Cultural Impact: From Forums to Netflix
The creepypasta format has undergone significant commercial absorption since 2014. Slender Man became an official video game series (the Slender games by Parsec Productions). The SCP Foundation has generated four major video games. Netflix produced Channel Zero (2016-2018), an anthology series adapting creepypastas including Candle Cove as its first season. The podcast drama The Black Tapes and Josh Malerman's novel Bird Box both draw on creepypasta structural and atmospheric influences.
What distinguishes the best commercial adaptations from the worst is whether they understand why the original format worked. Candle Cove's power is specific to the forum structure -- the horror is in the format. Channel Zero's adaptation, directed by Craig William Macneill, recognized this and built its version around a community of interconnected recollections. The Slender Man film of 2018 did not understand its source and produced something that bored everyone who knew the character and confused everyone who didn't.
The irony of creepypasta's commercialization is that it depended on the very conditions it has now outgrown: anonymous authorship, a reader community that treated the stories as potentially real, and a distribution network made of peer recommendation rather than algorithm. The best new weird fiction is happening somewhere else now, in some forum or Discord server that hasn't been discovered yet, being read at 3 AM by someone who found it through a chain of increasingly strange links and is now not sure how to feel about being alone in their apartment.
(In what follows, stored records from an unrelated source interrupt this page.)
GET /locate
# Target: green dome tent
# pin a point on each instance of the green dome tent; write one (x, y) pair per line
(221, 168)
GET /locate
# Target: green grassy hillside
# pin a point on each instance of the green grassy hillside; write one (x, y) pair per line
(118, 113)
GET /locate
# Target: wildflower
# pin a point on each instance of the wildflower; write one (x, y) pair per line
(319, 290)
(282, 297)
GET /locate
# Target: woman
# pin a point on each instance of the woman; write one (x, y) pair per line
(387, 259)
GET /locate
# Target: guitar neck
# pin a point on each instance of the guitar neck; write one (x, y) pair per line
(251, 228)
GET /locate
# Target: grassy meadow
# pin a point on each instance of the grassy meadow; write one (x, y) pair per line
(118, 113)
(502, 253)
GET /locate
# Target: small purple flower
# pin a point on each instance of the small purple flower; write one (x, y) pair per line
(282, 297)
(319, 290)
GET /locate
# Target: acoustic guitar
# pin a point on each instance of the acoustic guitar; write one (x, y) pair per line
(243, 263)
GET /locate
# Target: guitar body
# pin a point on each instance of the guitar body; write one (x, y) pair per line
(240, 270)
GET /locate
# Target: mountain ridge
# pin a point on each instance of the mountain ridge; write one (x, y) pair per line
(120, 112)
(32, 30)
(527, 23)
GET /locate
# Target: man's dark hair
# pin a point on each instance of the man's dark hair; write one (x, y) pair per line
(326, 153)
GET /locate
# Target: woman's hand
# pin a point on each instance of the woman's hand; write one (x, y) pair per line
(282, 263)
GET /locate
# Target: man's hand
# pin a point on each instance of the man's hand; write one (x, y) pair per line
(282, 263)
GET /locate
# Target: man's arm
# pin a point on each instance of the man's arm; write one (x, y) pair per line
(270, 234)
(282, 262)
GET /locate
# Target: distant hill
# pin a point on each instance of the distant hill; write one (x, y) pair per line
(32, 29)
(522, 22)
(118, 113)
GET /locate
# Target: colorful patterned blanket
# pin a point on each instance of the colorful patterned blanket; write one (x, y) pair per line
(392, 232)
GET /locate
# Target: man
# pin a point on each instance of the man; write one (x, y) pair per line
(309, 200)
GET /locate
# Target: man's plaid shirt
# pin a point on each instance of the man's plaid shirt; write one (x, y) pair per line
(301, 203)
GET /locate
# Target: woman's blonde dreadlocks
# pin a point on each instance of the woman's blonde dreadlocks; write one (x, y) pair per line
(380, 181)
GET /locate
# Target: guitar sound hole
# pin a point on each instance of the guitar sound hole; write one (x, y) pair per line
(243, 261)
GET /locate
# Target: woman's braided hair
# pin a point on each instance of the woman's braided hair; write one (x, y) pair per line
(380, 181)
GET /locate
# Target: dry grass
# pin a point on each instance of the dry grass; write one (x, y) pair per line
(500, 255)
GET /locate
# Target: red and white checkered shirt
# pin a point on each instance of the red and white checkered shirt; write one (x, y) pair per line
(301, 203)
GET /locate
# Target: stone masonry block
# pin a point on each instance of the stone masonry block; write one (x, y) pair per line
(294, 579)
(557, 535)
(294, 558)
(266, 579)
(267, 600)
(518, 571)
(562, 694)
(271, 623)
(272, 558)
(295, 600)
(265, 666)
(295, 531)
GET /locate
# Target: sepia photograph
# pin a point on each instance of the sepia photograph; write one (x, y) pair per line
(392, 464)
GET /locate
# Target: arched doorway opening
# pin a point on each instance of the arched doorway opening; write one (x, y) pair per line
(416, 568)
Transmission Intercepts: Witness Accounts
"I read Candle Cove in 2011. I was in college. I was up late. I finished it and sat in my chair for a while and then I called my mother. I asked her if I had ever talked about a show called Candle Cove when I was little. She said no. I said okay. She asked if I was okay. I said yes. I didn't tell her why I asked. I'm still not sure I should have."
-- Listener submission, received January 2026
"What made Slender Man specifically frightening before the stabbing was that he was plausible. A tall figure at the edge of a crime scene photograph. Something that could be a tree or a man in a suit or something that had learned to look like both. The tragedy of 2014 is that now when you think of him you think of two sick children and a classmate bleeding in the woods. He stopped being fiction. Horror fiction isn't supposed to do that."